The Last Lecture
Randy Pausch, 2007
We cannot change the cards we are dealt, just how we play the hand. —Randy Pausch
A lot of professors give talks titled "The Last Lecture." Professors are asked to consider their demise and to ruminate on what matters most to them. And while they speak, audiences can't help but mull the same question: What wisdom would we impart to the world if we knew it was our last chance? If we had to vanish tomorrow, what would we want as our legacy?
When Randy Pausch, a computer science professor at Carnegie Mellon, was asked to give such a lecture, he didn't have to imagine it as his last, since he had recently been diagnosed with terminal cancer. But the lecture he gave—"Really Achieving Your Childhood Dreams"—wasn't about dying. It was about the importance of overcoming obstacles, of enabling the dreams of others, of seizing every moment (because "time is all you have…and you may find one day that you have less than you think"). It was a summation of everything Randy had come to believe. It was about living.
In this book, Randy Pausch has combined the humor, inspiration and intelligence that made his lecture such a phenomenon and given it an indelible form. It is a book that will be shared for generations to come. (From the publisher.)
Co-author Mr. Zaslow recalled sitting in the audience for the original lecture, laughing and crying along with 400 of Dr. Pausch's friends, colleagues and students
It was the first time Mr. Zaslow had laid eyes on him. As a journalist who writes a column on life transitions, he had heard about the coming lecture and phoned Dr. Pausch the night before. He was so impressed by their talk that he decided to attend, even though his editors had refused to pay for a flight and had told him to do the interview by telephone. "Once I was there, I knew I'd seen something remarkable," Mr. Zaslow said.
After the lecture, the two men met for the first time and Dr. Pausch said he would spend his remaining months with his wife and children.
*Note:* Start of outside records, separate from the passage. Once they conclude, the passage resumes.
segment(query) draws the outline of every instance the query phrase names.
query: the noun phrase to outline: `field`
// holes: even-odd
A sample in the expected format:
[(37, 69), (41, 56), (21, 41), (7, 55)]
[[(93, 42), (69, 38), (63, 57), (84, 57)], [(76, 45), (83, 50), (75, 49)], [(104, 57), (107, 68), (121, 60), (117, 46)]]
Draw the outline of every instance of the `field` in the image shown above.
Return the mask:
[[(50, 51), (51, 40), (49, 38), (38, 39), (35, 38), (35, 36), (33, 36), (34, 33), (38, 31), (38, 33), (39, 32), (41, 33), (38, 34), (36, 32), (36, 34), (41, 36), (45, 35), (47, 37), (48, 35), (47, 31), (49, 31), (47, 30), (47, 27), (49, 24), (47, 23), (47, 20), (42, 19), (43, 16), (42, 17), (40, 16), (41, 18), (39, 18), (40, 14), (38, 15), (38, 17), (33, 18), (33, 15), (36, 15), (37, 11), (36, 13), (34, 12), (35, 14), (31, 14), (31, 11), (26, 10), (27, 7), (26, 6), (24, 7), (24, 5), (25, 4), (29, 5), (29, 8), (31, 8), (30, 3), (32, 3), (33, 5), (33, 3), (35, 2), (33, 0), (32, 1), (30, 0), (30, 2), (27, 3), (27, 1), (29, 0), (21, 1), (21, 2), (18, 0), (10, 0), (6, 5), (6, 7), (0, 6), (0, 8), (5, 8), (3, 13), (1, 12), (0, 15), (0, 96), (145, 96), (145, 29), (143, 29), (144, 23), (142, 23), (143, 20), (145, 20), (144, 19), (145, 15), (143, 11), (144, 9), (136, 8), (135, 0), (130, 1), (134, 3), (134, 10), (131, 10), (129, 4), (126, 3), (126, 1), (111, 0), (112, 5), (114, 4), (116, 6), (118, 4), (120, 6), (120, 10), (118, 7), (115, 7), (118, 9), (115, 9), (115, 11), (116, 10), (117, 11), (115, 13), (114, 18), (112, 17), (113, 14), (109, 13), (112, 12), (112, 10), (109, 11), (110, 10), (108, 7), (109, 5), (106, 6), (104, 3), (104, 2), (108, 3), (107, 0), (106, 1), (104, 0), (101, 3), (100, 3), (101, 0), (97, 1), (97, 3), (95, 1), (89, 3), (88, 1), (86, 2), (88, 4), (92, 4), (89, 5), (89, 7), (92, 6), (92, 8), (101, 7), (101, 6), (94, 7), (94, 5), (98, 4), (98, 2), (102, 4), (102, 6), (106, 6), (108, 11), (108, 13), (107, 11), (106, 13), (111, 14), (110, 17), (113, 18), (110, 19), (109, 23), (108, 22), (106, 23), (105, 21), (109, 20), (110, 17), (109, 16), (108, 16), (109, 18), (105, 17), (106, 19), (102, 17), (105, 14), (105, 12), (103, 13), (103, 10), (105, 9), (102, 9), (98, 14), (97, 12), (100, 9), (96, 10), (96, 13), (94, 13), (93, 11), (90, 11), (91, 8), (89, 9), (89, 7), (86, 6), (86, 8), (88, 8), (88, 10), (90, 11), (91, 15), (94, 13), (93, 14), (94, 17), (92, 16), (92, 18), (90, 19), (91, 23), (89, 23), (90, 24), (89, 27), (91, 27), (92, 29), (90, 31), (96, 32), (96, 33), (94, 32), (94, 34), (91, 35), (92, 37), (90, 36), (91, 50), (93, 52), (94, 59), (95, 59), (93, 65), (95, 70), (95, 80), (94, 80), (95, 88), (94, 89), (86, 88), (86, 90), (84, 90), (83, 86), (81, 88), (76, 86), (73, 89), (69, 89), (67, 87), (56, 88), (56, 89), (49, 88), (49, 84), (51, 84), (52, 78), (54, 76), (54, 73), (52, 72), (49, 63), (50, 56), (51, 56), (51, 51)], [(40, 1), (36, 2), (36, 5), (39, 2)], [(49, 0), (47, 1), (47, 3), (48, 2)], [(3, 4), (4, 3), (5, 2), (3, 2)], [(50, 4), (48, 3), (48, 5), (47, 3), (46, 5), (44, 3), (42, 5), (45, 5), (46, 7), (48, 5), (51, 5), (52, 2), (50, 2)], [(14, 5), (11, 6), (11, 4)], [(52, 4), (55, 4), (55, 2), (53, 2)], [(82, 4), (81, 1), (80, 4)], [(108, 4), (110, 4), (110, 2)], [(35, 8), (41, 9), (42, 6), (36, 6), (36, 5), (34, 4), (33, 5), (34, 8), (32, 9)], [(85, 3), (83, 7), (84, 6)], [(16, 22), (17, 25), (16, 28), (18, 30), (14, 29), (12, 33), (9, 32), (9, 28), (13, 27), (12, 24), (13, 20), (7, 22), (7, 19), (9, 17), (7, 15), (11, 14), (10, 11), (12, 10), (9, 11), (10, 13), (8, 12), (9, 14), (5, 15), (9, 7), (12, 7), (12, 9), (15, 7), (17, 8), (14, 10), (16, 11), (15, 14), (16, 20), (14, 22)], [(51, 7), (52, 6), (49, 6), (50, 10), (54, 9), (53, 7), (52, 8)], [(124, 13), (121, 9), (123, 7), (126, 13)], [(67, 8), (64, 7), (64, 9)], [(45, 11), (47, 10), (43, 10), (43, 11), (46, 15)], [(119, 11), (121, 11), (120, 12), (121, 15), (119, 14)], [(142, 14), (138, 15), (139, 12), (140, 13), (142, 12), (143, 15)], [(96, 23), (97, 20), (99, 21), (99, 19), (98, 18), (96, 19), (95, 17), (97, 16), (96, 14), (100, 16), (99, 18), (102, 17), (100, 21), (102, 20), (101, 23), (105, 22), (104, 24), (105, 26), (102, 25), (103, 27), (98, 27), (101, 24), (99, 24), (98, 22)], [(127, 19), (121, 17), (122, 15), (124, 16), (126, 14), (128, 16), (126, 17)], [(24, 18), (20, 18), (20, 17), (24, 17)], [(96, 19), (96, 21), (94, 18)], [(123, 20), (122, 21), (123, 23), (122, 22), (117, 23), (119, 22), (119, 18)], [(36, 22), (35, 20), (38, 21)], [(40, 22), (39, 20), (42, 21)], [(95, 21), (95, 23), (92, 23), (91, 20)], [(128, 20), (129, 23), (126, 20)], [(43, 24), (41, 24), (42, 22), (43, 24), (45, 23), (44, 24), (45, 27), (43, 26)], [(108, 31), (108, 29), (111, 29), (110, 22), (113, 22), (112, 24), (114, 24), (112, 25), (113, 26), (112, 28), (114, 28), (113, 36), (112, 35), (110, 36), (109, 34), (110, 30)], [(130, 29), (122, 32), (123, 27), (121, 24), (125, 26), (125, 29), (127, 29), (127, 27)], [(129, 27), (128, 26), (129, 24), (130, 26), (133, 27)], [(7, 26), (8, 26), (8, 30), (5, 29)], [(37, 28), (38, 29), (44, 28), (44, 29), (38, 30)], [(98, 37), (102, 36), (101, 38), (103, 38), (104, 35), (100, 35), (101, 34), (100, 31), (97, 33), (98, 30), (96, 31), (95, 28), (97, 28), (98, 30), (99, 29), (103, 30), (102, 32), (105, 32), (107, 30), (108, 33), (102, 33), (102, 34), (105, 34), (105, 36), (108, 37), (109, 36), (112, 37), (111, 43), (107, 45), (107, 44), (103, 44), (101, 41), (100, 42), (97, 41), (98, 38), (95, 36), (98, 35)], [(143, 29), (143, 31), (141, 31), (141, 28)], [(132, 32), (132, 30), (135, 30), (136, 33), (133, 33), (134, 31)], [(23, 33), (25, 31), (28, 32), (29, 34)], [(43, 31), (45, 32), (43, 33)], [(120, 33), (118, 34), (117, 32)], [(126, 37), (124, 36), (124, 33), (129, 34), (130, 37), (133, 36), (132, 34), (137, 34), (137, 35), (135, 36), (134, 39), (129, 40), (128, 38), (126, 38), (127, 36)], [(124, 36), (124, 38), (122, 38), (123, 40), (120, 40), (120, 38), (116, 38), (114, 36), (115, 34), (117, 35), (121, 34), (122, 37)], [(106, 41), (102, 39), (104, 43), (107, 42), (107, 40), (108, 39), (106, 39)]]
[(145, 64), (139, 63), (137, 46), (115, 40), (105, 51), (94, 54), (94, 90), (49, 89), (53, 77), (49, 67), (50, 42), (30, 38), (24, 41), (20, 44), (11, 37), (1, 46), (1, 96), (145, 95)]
Later, the men were reportedly paid more than $6-million (U.S.) by Disney-owned publisher Hyperion for their book. At first, Dr. Pausch had been reluctant to take on the project, saying it would take too much time away from his children. As a compromise, Mr. Zaslow interviewed him for one hour every 53 days. That hour was the time Dr. Pausch set aside to ride a bike to keep his strength up.
Mr. Zaslow said he was not surprised that his friend's message, in all its incarnations, struck such a chord. "It's because we're all dying. His fate is our fate and it's just sped up," he said. "So, watching how he approached even his death as an adventure, it just resonates with people. He had a way of turning his own life into lessons. (Fom the Last Lecture website.)